Inactivation of human muscle Na+-K+-ATPase in vitro during prolonged exercise is increased with hypoxia

This study investigated the effects of prolonged exercise performed in normoxia (N) and hypoxia ( H) on neuromuscular fatigue, membrane excitability, and Na+-K+-ATPase activity in working muscle. Ten untrained volunteers [ peak oxygen consumption ((V) over dot O-2 peak) = 42.1 +/- 2.8 (SE) ml . kg(-1) . min(-1)] performed 90 min of cycling during N ( inspired oxygen fraction = 0.21) and during H ( inspired oxygen fraction = 0.14) at similar to 50% of normoxic (V) over dot O-2 peak. During N, 3-O-methylfluorescein phosphatase activity (nmol . mg protein(-1) . h(-1)) in vastus lateralis, used as a measure of Na+-K+-ATPase activity, decreased (P < 0.05) by 21% at 30 min of exercise compared with rest (101 +/- 53 vs. 79.6 +/- 4.3) with no further reductions observed at 90 min (72.8 +/- 8.0). During H, similar reductions (P < 0.05) were observed during the first 30 min (90.8 +/- 5.3 vs. 79.0 +/- 6.3) followed by further reductions (P < 0.05) at 90 min (50.5 +/- 3.9). Exercise in N resulted in reductions (P < 0.05) in both quadriceps maximal voluntary contractile force ( MVC; 633 +/- 50 vs. 477 +/- 67 N) and force at low frequencies of stimulation, namely 10 Hz ( 142 +/- 16 vs. 86.7 +/- 10 N) and 20 Hz ( 283 +/- 32 vs. 236 +/- 31 N).

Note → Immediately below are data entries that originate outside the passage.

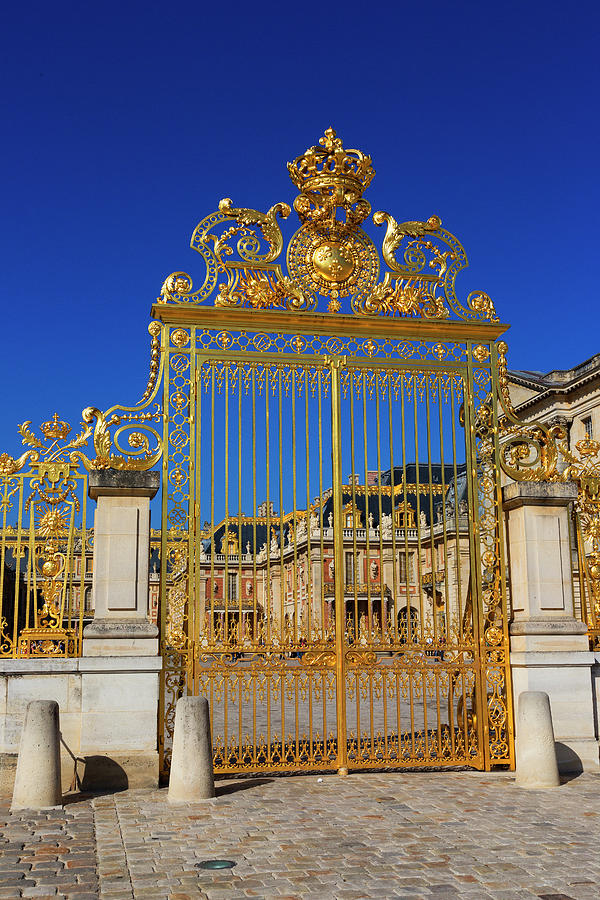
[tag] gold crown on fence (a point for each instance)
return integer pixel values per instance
(55, 429)
(329, 165)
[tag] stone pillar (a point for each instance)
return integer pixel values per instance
(120, 668)
(549, 647)
(121, 555)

No changes were observed in the amplitude, duration, and area of the muscle compound action potential ( M wave). Exercise in H was without additional effect in altering MVC, low-frequency force, and M-wave properties. It is concluded that, although exercise in H resulted in a greater inactivation of Na+-K+-ATPase activity compared with N, neuromuscular fatigue and membrane excitability are not differentially altered.